Annex B: Authorized subprocessors

• Neon (database, EU Frankfurt): all stored Patient Data. Data at rest in the EU; vendor DPA with Standard Contractual Clauses for residual US access.
• Vercel (hosting, CDN, file storage, EU Frankfurt primary): page traffic, uploaded patient documents. EU-US Data Privacy Framework; vendor DPA.
• Anthropic (AI-assisted translation, plan text extraction, AI chat assistance): message and treatment-plan text submitted for translation or extraction. Standard Contractual Clauses; API inputs are not used for model training.
• Resend (transactional email): recipient name and email, message subject and body. EU-US Data Privacy Framework; vendor DPA.
• Meta Platforms Ireland (WhatsApp Business Platform) (where the Controller enables the WhatsApp line): phone number, message content, and media, transiently retained by Meta for delivery. EU-US Data Privacy Framework; WhatsApp Business Data Processing Terms. Meta processes message metadata as an independent controller for its own purposes.
• Upstash (rate limiting and cache): IP-keyed request counters only, no message content. EU-US Data Privacy Framework with SCC fallback.
• Sentry (error monitoring): error reports with personal data scrubbed before transmission. EU-US Data Privacy Framework with SCC fallback.

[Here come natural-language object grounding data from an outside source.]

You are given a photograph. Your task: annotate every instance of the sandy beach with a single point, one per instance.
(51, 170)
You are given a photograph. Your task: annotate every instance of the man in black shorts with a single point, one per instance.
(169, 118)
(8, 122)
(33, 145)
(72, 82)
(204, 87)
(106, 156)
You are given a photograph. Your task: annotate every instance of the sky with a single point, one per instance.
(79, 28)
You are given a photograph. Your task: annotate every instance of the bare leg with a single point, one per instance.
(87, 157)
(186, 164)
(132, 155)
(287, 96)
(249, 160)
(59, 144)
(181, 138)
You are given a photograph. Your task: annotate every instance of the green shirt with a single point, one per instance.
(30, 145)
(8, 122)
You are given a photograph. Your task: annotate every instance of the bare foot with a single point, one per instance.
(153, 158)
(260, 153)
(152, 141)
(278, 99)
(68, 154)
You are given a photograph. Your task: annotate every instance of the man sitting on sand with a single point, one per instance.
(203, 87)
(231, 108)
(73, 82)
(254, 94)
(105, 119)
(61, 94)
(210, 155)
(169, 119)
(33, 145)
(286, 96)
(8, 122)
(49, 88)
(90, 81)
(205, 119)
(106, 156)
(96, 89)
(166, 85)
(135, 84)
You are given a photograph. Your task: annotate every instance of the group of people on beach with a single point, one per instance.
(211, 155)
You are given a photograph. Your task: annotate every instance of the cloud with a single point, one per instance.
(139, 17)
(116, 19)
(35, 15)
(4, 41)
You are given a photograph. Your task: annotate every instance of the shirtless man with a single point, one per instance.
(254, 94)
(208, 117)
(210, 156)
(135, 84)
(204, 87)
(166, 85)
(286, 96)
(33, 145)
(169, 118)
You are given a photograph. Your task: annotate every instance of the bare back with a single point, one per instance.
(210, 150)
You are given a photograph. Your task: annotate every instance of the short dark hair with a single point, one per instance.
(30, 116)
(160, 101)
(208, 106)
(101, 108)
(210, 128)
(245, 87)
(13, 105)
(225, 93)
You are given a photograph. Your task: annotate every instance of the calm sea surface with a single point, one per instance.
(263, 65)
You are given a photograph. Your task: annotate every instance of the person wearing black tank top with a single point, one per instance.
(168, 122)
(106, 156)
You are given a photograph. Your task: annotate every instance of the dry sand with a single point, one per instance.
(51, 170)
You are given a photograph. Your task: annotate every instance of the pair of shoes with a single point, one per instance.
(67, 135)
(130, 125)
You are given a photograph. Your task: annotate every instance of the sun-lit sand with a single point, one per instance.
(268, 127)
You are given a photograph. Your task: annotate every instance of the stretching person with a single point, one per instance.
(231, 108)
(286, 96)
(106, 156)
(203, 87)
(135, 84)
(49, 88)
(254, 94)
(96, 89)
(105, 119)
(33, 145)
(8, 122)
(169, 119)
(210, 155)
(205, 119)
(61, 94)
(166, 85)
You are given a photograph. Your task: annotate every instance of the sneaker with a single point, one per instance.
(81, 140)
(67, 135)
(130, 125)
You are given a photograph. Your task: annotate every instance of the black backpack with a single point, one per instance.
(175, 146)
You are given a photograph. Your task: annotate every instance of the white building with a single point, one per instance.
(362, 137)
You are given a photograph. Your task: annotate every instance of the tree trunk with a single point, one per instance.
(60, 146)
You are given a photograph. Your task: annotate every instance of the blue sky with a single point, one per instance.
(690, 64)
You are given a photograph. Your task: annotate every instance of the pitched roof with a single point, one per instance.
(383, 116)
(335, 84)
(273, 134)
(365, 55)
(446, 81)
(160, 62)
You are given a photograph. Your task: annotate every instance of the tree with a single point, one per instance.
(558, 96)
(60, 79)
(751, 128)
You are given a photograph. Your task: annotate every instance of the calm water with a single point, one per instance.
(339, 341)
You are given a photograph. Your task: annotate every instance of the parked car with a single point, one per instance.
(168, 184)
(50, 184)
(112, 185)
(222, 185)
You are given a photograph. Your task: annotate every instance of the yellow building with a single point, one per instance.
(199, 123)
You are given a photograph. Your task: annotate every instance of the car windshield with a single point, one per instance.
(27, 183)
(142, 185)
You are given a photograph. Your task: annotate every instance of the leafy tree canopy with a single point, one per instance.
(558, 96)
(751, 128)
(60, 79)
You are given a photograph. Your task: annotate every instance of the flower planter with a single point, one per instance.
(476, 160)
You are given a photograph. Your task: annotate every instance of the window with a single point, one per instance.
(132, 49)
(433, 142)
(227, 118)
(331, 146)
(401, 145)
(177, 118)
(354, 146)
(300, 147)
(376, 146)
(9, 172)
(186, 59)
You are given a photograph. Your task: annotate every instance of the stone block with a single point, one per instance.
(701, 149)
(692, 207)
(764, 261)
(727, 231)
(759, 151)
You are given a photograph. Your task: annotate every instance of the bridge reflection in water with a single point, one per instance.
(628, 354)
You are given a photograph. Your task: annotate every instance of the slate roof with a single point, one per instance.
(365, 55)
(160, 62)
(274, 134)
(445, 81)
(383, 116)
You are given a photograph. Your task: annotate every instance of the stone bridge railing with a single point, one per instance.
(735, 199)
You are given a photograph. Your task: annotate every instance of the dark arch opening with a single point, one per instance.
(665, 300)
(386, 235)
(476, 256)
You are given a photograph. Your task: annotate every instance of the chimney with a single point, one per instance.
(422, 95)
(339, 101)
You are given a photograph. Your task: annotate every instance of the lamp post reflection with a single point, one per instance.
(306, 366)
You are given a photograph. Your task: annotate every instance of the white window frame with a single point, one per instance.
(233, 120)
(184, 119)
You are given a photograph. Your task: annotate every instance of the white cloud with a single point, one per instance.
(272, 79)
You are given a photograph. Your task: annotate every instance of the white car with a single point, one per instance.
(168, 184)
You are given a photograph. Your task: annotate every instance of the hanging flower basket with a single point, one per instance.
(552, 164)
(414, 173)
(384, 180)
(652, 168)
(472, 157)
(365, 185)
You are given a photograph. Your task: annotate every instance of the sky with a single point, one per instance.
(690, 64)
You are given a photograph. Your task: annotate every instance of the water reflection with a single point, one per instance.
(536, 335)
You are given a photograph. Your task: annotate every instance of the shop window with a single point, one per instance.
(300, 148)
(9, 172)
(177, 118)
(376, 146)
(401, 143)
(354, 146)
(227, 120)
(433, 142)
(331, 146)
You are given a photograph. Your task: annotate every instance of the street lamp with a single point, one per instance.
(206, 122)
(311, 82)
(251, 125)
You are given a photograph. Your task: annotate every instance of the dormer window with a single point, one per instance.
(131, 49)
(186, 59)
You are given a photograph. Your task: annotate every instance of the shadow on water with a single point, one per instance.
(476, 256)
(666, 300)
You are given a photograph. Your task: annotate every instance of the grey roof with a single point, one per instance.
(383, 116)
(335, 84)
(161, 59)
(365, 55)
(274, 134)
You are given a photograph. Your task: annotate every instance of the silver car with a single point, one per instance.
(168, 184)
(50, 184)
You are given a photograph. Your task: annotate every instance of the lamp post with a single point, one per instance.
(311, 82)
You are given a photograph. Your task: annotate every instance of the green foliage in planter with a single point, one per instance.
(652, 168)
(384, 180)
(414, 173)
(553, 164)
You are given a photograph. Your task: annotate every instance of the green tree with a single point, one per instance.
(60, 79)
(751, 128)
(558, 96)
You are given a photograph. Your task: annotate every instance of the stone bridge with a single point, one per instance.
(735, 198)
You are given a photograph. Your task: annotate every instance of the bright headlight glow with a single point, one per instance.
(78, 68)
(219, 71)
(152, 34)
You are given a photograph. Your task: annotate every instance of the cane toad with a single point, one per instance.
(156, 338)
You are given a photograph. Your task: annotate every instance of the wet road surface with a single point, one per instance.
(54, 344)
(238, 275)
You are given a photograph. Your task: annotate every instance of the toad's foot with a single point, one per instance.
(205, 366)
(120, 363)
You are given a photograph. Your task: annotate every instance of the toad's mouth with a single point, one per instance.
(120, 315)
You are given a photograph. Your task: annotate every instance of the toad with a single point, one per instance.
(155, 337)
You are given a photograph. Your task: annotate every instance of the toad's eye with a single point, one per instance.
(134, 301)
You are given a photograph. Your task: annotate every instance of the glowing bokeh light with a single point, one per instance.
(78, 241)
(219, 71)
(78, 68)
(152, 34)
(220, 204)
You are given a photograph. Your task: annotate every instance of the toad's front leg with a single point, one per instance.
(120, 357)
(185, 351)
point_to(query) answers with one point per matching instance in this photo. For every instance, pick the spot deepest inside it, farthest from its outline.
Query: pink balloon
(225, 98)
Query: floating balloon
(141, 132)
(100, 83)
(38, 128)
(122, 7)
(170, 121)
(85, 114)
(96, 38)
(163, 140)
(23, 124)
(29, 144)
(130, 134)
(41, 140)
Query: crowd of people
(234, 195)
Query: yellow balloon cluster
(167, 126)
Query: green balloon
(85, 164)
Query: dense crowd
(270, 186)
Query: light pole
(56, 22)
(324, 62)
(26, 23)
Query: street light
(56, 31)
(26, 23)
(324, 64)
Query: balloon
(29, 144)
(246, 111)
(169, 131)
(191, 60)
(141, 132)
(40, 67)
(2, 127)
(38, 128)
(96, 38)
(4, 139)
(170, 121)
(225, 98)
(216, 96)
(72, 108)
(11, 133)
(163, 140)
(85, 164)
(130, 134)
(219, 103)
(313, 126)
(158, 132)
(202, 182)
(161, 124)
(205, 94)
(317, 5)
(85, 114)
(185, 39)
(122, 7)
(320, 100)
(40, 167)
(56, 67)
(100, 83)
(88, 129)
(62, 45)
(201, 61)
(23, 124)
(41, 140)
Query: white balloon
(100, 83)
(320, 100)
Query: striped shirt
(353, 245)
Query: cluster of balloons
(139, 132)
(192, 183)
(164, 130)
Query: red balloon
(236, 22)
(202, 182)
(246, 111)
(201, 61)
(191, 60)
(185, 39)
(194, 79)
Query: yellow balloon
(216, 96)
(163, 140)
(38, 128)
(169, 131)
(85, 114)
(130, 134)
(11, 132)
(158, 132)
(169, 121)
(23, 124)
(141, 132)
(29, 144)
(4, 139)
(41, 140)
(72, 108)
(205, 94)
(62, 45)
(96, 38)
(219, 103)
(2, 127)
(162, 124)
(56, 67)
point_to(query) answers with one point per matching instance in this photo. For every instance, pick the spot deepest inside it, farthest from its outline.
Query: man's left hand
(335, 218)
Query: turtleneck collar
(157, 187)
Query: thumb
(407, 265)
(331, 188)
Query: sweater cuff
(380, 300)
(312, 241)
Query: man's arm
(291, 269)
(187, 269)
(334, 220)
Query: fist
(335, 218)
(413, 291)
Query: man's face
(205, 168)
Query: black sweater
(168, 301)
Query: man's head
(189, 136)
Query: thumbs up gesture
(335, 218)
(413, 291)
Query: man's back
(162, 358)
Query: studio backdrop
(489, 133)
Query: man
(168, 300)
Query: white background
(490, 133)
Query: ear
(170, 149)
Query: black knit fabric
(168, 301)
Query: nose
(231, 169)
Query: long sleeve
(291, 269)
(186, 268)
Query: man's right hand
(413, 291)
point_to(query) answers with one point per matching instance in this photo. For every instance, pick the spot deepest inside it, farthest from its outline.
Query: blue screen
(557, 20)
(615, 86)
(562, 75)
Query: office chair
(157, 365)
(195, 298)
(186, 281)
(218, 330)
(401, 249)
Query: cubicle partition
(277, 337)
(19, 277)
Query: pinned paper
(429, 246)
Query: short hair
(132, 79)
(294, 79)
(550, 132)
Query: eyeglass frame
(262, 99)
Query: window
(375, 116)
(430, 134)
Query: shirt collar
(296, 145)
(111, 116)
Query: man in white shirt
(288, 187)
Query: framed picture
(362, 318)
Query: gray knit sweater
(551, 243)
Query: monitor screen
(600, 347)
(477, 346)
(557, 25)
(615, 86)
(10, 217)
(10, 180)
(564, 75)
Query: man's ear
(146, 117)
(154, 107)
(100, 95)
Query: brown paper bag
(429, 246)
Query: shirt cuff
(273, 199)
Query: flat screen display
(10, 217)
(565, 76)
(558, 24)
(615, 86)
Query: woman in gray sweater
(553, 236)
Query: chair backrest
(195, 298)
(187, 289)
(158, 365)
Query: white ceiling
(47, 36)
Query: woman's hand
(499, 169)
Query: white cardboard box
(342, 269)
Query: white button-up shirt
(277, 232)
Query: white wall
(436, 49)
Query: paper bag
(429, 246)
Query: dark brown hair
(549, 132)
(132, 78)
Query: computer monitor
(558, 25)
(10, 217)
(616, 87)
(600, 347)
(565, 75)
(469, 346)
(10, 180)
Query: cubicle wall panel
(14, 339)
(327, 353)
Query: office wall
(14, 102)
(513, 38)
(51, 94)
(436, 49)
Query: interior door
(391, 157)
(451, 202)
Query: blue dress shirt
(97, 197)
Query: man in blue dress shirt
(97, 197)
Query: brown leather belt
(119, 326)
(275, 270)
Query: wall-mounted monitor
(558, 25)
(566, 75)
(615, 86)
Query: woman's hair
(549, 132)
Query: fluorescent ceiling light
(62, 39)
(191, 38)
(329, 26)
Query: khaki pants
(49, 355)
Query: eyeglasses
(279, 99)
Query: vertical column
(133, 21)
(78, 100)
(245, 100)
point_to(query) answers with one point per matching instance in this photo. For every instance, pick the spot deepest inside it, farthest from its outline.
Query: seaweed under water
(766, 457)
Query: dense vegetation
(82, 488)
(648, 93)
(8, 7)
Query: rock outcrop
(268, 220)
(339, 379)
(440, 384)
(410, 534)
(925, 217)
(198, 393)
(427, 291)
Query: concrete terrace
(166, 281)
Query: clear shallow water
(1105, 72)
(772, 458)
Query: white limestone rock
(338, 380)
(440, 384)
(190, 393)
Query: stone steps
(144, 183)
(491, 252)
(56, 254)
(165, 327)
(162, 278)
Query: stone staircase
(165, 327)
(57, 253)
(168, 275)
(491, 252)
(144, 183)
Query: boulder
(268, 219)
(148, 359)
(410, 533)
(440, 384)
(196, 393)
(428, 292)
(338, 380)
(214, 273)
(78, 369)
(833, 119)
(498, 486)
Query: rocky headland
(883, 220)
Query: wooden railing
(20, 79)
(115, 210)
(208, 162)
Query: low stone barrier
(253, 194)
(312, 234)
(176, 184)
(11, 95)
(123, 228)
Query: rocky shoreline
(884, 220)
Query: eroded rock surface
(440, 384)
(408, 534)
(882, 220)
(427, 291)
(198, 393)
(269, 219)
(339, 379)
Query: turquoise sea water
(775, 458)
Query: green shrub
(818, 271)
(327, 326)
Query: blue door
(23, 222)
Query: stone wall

Payment processing (Stripe) concerns the Controller's billing data only; no Patient Data reaches Stripe, so it is not a subprocessor under this Agreement (see the Privacy Policy).

Annex C: Security measures

Encryption in transit; hashed passwords (Argon2id); tenant data isolation enforced with database row-level security; role-based access controls; rate limiting on sensitive endpoints; personal-data scrubbing in error logs; restricted administrative access with second-factor authentication; backups with point-in-time recovery.